A third party can help families consider options they might not have otherwise thought of.
4 We’ve already tried to resolve this. Mediation will be a waste of time and money.
Experienced elder care mediators are agents of reality. While mediation is not a care-planning session, options identified by participants are tested for practicality and feasibility of implementation.
5 What good is a non-binding process when we need a resolution?
Mediation is a negotiation process. While negotiations are non-binding, once there is an offer of a solution and acceptance by all parties, most mediations result in binding agreements.

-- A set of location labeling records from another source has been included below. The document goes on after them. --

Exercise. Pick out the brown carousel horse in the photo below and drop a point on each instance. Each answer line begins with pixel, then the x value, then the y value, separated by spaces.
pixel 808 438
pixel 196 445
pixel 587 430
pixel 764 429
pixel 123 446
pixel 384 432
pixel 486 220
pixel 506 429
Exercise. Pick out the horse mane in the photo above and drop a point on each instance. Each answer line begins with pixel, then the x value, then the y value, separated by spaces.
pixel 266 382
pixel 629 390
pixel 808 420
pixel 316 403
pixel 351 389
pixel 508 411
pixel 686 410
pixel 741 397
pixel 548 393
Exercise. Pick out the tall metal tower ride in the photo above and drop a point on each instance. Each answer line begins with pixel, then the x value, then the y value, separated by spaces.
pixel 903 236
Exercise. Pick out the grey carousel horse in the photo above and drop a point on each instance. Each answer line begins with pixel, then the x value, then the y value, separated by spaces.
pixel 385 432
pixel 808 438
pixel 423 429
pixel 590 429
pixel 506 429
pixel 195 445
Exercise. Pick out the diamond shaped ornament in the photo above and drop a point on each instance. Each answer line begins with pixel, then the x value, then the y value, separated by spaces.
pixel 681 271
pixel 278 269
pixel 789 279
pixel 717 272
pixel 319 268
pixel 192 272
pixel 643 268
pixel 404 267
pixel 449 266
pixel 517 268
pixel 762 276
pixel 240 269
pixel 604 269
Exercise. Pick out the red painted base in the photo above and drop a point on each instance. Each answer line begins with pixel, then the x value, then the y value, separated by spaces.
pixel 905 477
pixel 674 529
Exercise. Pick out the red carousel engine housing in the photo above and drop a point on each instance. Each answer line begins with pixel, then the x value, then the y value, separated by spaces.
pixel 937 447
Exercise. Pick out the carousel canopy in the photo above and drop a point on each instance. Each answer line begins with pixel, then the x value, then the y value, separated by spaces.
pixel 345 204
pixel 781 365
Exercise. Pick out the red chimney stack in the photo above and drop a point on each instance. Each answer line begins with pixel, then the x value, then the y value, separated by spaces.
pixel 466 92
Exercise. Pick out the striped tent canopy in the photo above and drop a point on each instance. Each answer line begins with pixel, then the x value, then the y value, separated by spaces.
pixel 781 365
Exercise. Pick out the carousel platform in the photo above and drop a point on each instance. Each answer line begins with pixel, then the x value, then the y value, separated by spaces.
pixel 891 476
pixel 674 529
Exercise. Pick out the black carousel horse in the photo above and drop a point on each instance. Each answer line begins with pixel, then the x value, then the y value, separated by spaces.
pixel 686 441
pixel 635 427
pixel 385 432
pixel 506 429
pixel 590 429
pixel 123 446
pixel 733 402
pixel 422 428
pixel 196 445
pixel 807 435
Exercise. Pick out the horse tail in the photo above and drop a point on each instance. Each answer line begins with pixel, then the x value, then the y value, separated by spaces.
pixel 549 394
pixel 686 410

If parties wish, the family mediation agreement can be taken to an attorney to be translated into a formal legal agreement for signature by all parties.
6 Mediation sounds expensive.
The cost of mediation is shared between family members. It is less costly than every family member hiring an attorney to proceed with litigation.
7 It’s difficult to get everyone together.
With virtual meeting technology, it’s easier than ever to get everyone together, regardless of where they live for family mediation.
Next Steps

Mediators can reframe interests, concerns, and positions so that participants can agree on solutions.
So rather than having a family stuck in unproductive discussions that spiral into emotional issues, consider dealing with the conflict head-on.
- Educate yourself and your family members about the benefits of mediation.
- Identify a mediator everyone can agree upon
- Mediate
- Work collaboratively toward agreed-upon solutions and rebuild family relationships.